While the past decade has seen teams come and go from Spring Training facilities, changing cities or even states, the Tigers and Lakeland have become the standard for a successful working relationship. The Tigers' ability to collaborate with the city on modernizing facilities has been a huge reason for it.
Essentially, the Tigers have made Lakeland their second home; it's not only their Spring Training site, but also serves as the center of their Minor League operations and their main rehab facility.
A 2003 makeover turned Joker Marchant Stadium into a state-of-the-art Spring Training park. The new deal brings about the next phase, including planned improvements that have been in the works for the last couple years.
Among the improvements in the current design proposal:
• Separate Major and Minor League clubhouses would be built.
• Seating areas would be upgraded and realigned to provide more shade from the Florida sun.
• A new concourse would run all the way around the ballpark with concessions and vending areas.
• The press box would be expanded to accommodate the recent increase in media coverage.
• A new artificial surface would be installed in the Minor League complex.
According to the proposed schedule, the upgrades would be ready by January 2017. Funding would come from the State of Florida's Spring Training Retention Program ($1 million per year for 20 years), the Polk County Tourist Development Council (up to $14.56 million), the Tigers themselves ($530,000 per year in rent and a management services fee) and the City of Lakeland ($190,000 per year).

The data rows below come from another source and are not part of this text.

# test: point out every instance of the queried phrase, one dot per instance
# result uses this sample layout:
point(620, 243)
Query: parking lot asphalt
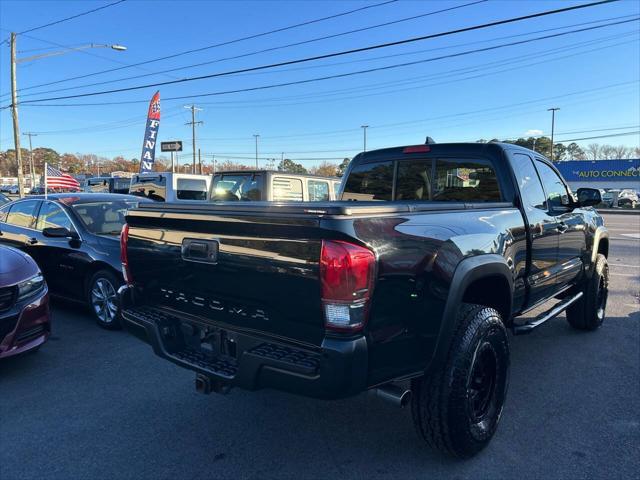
point(98, 404)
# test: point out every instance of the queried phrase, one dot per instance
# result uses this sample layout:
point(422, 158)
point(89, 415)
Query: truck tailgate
point(243, 270)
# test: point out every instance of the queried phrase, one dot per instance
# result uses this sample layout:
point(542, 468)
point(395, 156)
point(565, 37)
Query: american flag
point(57, 179)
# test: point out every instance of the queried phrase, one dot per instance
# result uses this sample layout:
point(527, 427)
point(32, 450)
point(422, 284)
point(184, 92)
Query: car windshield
point(103, 218)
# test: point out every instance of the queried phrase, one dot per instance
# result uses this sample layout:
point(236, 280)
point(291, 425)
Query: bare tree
point(593, 151)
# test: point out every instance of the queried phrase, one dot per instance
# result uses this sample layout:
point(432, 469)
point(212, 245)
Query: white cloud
point(533, 133)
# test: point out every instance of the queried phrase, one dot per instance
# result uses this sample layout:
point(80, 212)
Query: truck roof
point(467, 148)
point(278, 172)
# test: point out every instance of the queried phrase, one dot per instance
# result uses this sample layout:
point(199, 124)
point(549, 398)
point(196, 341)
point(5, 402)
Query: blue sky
point(592, 76)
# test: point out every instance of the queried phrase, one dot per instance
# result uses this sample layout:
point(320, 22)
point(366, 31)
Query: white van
point(171, 187)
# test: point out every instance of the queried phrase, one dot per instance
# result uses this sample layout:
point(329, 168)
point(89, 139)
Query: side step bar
point(548, 315)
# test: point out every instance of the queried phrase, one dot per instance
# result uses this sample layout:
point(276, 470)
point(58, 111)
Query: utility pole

"We believe the extensive enhancements to Tigertown will offer the loyal and passionate fans in Lakeland and the legions of Tigers fans that travel to Florida with a one-of-a-kind Spring Training experience," Dombrowski said in the statement. "Lakeland plays a significant role year-round in the Tigers' baseball operations, and the planned renovations will provide the players with a state-of-the-art development and rehabilitation facility, certain to be amongst the best in all of baseball."